CMAJ. 1998 Feb 10;158 Suppl 3:S35-42.
To help physicians and their patients arrive at optimal strategies for breast radiotherapy after breast-conserving surgery (BCS) for early breast cancer.
Local control, survival, quality of life, adverse effects of irradiation and cosmetic results.
A literature search using MEDLINE from 1966 and CANCERLIT from 1983, to Jan. 1, 1997. The evidence is graded in 5 levels (page S2).
A decrease in local recurrence of breast cancer.
Adverse effects of breast irradiation.
Women who undergo BCS should be advised to have postoperative breast irradiation. Omission of radiotherapy after BCS almost always increases the risk of local recurrence. Contraindications to breast irradiation include pregnancy, previous breast irradiation (including mantle radiation for Hodgkin's disease) and inability to lie flat or to abduct the arm. Scleroderma and systemic lupus erythematosus constitute relative contraindications. The commonest fractionation schedule used in Canada is 50 Gy in 25 fractions to the whole breast without a boost when excision margins are clear of disease. Alternative schedules that may be used range from 40 Gy in 16 fractions to the whole breast, with or without a boost, to 45 Gy in 25 fractions with a boost of 16 Gy in 8 fractions to the primary site. The role of boost irradiation to the primary site is unclear. Irradiation of the whole breast rather than partial irradiation is recommended. When choices are being made between different treatment options, patients must be made aware of the acute and late complications that can result from radiotherapy.

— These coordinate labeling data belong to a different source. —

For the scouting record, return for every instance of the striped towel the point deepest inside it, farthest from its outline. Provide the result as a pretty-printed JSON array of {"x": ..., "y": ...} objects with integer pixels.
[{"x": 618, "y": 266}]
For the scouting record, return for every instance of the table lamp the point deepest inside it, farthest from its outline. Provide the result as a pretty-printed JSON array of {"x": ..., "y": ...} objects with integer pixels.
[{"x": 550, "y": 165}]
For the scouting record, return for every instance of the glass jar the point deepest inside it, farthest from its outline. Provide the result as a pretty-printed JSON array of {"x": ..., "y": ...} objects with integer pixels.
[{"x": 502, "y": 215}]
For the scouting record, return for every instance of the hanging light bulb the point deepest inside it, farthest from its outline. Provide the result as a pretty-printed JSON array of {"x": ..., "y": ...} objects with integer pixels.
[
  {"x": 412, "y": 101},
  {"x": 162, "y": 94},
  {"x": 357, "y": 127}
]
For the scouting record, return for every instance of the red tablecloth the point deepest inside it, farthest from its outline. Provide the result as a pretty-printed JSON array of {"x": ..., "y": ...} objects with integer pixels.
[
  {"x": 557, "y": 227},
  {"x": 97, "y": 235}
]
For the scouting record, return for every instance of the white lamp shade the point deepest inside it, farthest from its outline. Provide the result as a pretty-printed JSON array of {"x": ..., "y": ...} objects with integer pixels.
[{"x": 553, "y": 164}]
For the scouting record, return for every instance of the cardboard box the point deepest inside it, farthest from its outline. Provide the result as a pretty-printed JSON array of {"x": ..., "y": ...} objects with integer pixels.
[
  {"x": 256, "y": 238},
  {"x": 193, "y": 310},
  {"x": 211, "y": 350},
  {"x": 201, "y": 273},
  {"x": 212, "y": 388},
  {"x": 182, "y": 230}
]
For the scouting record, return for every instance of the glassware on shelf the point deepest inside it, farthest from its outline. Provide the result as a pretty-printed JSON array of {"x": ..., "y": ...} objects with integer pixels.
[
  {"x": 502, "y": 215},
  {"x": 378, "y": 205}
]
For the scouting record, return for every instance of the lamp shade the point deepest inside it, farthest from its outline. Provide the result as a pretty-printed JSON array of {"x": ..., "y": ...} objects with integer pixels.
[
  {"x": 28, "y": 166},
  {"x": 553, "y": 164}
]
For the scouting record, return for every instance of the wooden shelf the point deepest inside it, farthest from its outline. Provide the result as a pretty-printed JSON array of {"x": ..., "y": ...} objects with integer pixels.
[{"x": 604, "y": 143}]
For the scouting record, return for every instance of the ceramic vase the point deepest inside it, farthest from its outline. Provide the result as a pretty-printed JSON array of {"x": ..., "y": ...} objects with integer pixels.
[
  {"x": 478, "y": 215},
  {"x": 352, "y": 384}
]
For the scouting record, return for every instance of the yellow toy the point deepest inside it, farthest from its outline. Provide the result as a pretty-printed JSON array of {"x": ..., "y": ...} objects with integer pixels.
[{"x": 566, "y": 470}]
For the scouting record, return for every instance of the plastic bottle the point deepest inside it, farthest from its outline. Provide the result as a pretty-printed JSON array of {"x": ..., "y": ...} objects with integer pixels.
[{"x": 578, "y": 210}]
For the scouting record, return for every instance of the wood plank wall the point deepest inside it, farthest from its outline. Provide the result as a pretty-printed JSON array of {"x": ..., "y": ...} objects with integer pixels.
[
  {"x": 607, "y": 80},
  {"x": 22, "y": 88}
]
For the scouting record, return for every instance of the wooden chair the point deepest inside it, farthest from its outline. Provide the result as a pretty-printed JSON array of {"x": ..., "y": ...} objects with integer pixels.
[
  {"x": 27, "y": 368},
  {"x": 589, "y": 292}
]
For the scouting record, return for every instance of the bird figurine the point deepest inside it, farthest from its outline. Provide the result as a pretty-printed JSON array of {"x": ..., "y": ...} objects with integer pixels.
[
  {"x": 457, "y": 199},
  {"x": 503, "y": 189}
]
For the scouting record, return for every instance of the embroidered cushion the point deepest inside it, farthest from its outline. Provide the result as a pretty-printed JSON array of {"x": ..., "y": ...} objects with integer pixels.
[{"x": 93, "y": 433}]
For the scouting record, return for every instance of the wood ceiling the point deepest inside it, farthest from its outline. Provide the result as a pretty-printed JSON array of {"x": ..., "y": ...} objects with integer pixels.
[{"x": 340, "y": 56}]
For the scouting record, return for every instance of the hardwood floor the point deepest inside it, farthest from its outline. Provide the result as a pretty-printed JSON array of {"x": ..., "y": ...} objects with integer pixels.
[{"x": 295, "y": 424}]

Physicians should adhere to standard treatment regimens to minimize the adverse effects of irradiation. It is recommended that local breast irradiation should be started as soon as possible after surgery and not later than 12 weeks after, except for patients in whom radiotherapy is preceded by chemotherapy. However, the optimal interval between BCS and the start of irradiation has not been defined. The optimal sequencing of chemotherapy and irradiation is not clearly defined for patients who are also candidates for chemotherapy. Most centers favour the administration of chemotherapy before radiotherapy. Selected chemotherapy regimens are sometimes used concurrently with radiotherapy. There is no evidence that this results in better outcome, and there is an increased chance of toxic effects, especially for anthracycline-containing regimens.

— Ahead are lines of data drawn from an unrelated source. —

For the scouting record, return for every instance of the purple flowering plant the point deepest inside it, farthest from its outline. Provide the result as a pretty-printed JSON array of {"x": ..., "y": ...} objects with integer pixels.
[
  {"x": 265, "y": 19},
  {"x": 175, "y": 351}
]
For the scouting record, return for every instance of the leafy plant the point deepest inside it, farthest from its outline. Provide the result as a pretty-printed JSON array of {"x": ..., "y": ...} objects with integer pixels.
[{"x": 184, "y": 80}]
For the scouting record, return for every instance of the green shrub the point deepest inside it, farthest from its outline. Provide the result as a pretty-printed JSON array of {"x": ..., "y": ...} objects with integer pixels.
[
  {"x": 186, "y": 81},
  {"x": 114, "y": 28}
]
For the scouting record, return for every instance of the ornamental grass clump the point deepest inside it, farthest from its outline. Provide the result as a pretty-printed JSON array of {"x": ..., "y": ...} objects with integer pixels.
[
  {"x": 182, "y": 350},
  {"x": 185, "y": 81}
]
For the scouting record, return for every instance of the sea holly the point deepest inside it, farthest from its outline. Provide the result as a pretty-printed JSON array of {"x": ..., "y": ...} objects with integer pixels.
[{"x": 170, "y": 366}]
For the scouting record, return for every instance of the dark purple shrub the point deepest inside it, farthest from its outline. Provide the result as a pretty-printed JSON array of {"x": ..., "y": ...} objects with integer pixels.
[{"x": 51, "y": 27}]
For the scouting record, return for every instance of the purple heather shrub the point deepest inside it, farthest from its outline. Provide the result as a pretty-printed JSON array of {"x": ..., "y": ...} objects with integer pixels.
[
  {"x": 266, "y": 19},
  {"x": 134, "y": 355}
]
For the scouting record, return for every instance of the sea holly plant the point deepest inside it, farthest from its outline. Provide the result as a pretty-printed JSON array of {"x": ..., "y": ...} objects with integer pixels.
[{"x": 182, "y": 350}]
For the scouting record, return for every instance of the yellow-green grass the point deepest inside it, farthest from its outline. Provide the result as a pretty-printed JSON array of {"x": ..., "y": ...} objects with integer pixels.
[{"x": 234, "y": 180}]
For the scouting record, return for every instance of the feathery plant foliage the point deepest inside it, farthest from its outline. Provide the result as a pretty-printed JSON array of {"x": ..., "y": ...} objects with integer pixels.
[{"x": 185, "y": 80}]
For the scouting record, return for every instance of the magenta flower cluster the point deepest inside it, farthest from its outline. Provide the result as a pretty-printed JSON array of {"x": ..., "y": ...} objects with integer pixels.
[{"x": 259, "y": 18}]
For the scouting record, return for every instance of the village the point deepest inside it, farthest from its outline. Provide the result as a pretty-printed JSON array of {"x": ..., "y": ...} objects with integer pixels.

Earlier drafts of these guidelines were reviewed, discussed and approved by the Breast Disease Site Group of the Ontario Cancer Treatment and Research Foundation. They were next revised by a writing committee and by expert primary reviewers and secondary reviewers selected from all regions of Canada. The final version was approved by the Steering Committee and reflects a consensus of all these contributors. It has been endorsed by the Canadian Association of Radiologists.
帮助医生及其患者制定早期乳腺癌保乳手术后乳房放疗的最佳策略。
局部控制、生存、生活质量、放疗不良反应及美容效果。
使用MEDLINE(1966年起)和CANCERLIT(1983年起)进行文献检索,至1997年1月1日。证据分为5个级别(第S2页)。
降低乳腺癌局部复发率。
乳房放疗的不良反应。
应建议接受保乳手术的女性进行术后乳房放疗。保乳手术后省略放疗几乎总会增加局部复发风险。乳房放疗的禁忌证包括妊娠、既往乳房放疗(包括霍奇金病的斗篷野放疗)以及无法平卧或外展手臂。硬皮病和系统性红斑狼疮为相对禁忌证。加拿大最常用的分割方案是全乳给予50 Gy,分25次,切缘无肿瘤时不进行瘤床加量。其他可用方案包括全乳给予40 Gy,分16次,加量或不加量;或全乳给予45 Gy,分25次,瘤床给予16 Gy,分8次。瘤床加量的作用尚不清楚。推荐照射全乳而非局部照射。在不同治疗方案之间进行选择时,必须让患者了解放疗可能导致的急性和晚期并发症。医生应遵循标准治疗方案以尽量减少放疗的不良反应。建议术后应尽快开始局部乳房放疗,且不迟于术后12周,但在放疗前接受化疗的患者除外。然而,保乳手术与放疗开始之间的最佳间隔尚未确定。对于也适合化疗的患者,化疗和放疗的最佳顺序尚未明确界定。大多数中心倾向于在放疗前给予化疗。某些化疗方案有时与放疗同时使用。尚无证据表明这会带来更好的结果,且毒性作用的几率增加,尤其是含蒽环类药物的方案。
这些指南的早期草案经安大略癌症治疗与研究基金会乳腺疾病专题组审查、讨论并批准。随后由一个写作委员会以及从加拿大所有地区挑选的专家初审和二审人员进行修订。最终版本经指导委员会批准,反映了所有这些贡献者的共识。已得到加拿大放射学会认可。